We mourn every single one of the six million kedoshim with a grief that has no bottom. We simply do it in the way the Torah has always taught us to carry our sorrows — rooted in halacha, shaped by the mesorah, and lifted by the eternity of a Torah that no enemy has ever managed, or will ever manage, to destroy.

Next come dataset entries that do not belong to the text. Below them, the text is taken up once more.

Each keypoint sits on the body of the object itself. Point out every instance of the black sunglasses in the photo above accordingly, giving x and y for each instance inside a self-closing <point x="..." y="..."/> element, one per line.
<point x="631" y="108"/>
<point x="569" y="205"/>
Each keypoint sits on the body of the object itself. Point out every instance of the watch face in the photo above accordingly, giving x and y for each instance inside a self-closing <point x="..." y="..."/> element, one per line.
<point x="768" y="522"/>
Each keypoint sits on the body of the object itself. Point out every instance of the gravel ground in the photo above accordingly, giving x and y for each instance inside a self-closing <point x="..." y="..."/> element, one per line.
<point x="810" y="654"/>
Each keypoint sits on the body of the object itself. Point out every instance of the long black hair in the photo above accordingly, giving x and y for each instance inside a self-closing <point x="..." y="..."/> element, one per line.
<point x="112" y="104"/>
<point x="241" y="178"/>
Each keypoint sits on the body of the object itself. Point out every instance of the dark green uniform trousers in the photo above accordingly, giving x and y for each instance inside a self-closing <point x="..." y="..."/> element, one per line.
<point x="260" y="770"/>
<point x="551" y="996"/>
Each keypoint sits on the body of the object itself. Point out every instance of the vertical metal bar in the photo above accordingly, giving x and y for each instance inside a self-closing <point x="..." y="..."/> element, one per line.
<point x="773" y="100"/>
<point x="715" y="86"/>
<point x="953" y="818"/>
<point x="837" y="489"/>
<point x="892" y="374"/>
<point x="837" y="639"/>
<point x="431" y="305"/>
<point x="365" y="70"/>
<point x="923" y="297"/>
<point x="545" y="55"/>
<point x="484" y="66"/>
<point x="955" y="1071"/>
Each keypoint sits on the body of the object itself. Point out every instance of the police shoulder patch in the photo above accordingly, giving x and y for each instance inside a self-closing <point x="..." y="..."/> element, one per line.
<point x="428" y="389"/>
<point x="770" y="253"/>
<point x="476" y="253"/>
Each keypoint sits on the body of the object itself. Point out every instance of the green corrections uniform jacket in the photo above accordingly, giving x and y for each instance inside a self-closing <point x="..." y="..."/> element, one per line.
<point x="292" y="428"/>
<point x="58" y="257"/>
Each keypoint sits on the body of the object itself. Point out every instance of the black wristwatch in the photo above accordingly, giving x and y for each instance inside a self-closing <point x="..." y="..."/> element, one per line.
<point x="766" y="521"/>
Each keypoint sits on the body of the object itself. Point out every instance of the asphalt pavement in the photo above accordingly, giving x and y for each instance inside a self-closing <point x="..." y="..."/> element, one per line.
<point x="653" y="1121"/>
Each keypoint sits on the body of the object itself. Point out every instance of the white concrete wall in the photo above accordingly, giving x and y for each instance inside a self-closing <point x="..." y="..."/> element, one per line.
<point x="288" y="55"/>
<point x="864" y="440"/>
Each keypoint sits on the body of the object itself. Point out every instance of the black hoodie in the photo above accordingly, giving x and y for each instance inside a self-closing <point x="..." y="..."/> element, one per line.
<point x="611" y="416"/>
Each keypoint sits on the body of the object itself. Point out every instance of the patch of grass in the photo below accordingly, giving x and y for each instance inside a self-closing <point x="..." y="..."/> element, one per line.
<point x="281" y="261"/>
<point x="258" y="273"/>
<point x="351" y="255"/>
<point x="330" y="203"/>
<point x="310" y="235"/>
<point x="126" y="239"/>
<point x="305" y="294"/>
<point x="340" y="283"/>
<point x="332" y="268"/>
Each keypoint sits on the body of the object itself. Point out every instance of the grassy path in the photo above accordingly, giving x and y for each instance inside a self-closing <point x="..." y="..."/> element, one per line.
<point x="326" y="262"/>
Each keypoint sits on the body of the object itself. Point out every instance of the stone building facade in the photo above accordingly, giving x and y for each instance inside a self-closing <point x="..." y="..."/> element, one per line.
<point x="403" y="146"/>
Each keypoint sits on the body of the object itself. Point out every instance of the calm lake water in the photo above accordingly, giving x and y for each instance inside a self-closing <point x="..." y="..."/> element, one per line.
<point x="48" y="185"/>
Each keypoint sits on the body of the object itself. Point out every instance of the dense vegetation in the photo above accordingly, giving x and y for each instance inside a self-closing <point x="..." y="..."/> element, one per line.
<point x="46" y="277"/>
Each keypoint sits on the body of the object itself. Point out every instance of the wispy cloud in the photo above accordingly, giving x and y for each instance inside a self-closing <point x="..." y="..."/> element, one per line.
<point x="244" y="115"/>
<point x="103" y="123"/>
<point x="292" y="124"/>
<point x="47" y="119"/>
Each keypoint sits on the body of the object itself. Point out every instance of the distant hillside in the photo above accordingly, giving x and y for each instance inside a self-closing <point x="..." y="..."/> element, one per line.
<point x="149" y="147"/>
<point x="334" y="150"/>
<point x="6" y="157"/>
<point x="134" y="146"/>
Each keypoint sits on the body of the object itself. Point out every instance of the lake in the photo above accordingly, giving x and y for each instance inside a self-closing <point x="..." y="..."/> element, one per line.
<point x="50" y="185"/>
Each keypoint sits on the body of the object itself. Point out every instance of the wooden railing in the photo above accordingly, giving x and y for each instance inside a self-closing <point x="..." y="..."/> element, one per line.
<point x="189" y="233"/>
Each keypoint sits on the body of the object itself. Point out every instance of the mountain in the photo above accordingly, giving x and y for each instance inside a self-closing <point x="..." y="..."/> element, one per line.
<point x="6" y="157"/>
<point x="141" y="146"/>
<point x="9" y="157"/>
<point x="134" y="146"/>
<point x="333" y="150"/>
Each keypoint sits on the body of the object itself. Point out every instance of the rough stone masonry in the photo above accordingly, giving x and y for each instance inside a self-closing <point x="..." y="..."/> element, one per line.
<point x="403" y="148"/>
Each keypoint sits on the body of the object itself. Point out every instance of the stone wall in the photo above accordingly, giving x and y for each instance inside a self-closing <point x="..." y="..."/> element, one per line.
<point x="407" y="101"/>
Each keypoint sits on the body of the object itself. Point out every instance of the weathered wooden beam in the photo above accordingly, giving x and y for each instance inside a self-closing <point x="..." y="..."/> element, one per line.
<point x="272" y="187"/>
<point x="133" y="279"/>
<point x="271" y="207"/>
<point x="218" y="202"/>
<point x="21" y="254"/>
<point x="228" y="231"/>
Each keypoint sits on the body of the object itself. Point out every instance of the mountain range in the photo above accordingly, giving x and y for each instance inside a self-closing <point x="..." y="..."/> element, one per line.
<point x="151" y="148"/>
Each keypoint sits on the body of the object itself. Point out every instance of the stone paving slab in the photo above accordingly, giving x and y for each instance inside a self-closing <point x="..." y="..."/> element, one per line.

May the neshamos of the kedoshim be bound in the bond of eternal life, may Hashem avenge their blood, and may we merit the day when death is swallowed up forever and every tear is wiped from every face — bimheirah b'yameinu, amen.
Sources
The calendar
- Shulchan Aruch and Rema, Orach Chaim 429:2 — the joy of the month of Nissan, in which tachanun, eulogies, and public fasts are set aside — and the principle that the forms and days of Jewish mourning come through the mesorah, not by decree
The days already given to us
- Tisha B'Av — the eternal Jewish day of national catastrophe, into which Holocaust kinnos have been woven
- Asarah B'Teves — designated by the Chief Rabbinate as Yom HaKaddish HaKlali, the general day of Kaddish for victims whose yahrzeit is unknown
How we remember
- The Torah's teaching that the neshamah of the departed is elevated through Torah, Tehillim, Kaddish, and mitzvos performed in its merit — the active remembrance of the beis midrash
What we will not do
- Devarim 29:28 — "the hidden things belong to Hashem our G-d" — the basis for refusing both to reduce the Holocaust to a political lesson and to presume any explanation of it; the cheshbon is sealed with Hashem, the victims were kedoshim, and we offer neither verdict nor slogan, only emunah
A note on attribution
- The documented concerns of Rav Yitzchak Hutner (in his writing on the churban of European Jewry) regarding the reduction of the Holocaust to a lesson in nationalism, and the discomfort of the Chazon Ish (Igros), Rav Shach (Michtavim u'Maamarim), and the Satmar Rav (Vayoel Moshe) with the secular framing of Holocaust remembrance, are presented as their well-documented positions and themes rather than as verified verbatim quotations.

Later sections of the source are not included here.